Dans le préambule d'un de ces édits, à propos de la suppression des corporations, on proclame, au nom du roi, « que le droit de travailler est la plus sacrée des propriétés; que toute loi qui lui porte atteinte viole le droit naturel et doit être considérée comme nulle de soi; que les corporations existantes sont, en outre, des institutions bizarres et tyranniques, produit de l'égoïsme, de la cupidité et de la mollesse. »

De telles paroles étaient périlleuses. On y reconnaît déjà le langage de la Révolution; de même, lorsque Turgot, pour réprimer les émeutes provoquées par sa nouvelle législation sur les grains, suspendait le cours de la justice ordinaire et livrait les mutins à la juridiction prévôtale, il donnait (c'est toujours M. de Tocqueville qui en fait la remarque), un enseignement pernicieux que la Révolution n'a que trop bien suivi.

Nous venons de parler des corporations. Certes, nous savons ce que l'on peut dire des vices de l'organisation industrielle dans l'ancienne société; et Turgot a trop raison quand il montre les conséquences déplorables, parfois burlesques, des règlements qui entravaient le développement des métiers et des manufactures. Mais ses adversaires du Parlement ne se trompaient pas autant qu'on l'a dit lorsque, par la bouche de l'avocat-général Séguier, ils traçaient le sombre tableau de la situation sociale qui résulterait de l'abolition des corporations: «Chaque fabricant, disait Séguier, chaque artiste, chaque ouvrier se regardera comme un être isolé, dépendant de lui seul. »

La science moderne ne parle pas autrement que nos anciens magistrats, et M. de Molinari, économiste bien

connu, écrivait naguère que le tort des élèves de Turgot à l'Assemblée constituante avait été « d'envelopper dans la même proscription l'association et le monopole ».

Notons, en passant, le témoignage peu suspect de partialité d'un écrivain reconnu comme le chef de l'école naturaliste. Tout récemment, répondant au reproche d'avoir exagéré dans un de ses ouvrages la situation des ouvriers, l'auteur de Germinal, M. Emile Zola, a fait l'aveu suivant à l'un des rédacteurs du Matin :

« Quand on veut voir et comprendre, on acquiert la certitude que la Révolution de 89 n'a rien fait pour l'ouvrier. Le paysan a gagné la terre, l'ouvrier est plus malheureux que jadis, et les royalistes ont raison quand ils disent que les anciennes corporations protégeaient mieux le travailleur que le régime actuel. »>

On sait les conséquences produites depuis bientôt cent ans par cet isolement du patron et de l'ouvrier.
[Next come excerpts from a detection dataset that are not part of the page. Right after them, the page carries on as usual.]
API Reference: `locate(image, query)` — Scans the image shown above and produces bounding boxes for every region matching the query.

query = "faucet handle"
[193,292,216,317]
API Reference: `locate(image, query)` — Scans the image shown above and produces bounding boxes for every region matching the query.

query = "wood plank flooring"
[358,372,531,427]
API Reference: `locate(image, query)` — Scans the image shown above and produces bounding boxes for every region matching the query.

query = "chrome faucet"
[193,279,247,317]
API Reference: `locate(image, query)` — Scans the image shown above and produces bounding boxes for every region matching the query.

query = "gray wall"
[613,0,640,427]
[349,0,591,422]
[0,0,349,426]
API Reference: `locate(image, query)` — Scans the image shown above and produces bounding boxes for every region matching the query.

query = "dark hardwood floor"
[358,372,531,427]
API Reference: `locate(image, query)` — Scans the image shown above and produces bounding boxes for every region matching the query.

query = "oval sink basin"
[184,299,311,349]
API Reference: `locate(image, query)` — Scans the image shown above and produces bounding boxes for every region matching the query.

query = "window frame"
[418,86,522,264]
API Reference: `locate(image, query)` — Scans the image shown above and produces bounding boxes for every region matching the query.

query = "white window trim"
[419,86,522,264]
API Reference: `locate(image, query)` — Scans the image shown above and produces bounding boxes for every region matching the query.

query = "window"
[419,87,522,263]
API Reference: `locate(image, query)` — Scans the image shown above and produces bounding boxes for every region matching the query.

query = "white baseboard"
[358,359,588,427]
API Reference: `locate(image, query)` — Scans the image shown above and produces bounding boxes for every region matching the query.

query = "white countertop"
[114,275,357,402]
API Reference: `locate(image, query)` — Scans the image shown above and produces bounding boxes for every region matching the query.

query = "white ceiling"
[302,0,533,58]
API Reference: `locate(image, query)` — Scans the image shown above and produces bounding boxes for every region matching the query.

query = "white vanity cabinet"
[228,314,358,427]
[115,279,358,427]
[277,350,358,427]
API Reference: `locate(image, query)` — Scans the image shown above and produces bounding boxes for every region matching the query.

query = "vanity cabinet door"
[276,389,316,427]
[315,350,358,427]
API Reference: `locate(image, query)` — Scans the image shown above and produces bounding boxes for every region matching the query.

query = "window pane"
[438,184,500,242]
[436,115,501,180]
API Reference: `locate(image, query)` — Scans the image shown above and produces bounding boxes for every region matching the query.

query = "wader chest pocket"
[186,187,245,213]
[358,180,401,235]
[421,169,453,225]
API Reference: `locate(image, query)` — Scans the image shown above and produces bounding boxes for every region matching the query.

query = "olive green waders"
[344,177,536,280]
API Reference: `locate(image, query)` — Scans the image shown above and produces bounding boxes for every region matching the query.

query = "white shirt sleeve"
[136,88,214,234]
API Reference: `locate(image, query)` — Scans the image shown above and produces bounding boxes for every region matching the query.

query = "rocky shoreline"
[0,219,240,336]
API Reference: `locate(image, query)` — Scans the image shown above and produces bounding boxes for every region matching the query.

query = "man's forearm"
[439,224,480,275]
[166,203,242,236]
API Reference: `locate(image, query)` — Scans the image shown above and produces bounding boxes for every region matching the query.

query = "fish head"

Nous avons vu des guerres sociales que nos pères n'avaient pas connues, et beaucoup d'esprits généreux se demandent aujourd'hui si l'heure n'est pas venue de reconstituer, dans ce qu'elles avaient de légitime, ces anciennes corporations qui faisaient d'un corps de métier une famille, qui unissaient la cause du patron à celle de ses ouvriers, et ne créaient pas entre eux l'antagonisme dont nous sommes les témoins.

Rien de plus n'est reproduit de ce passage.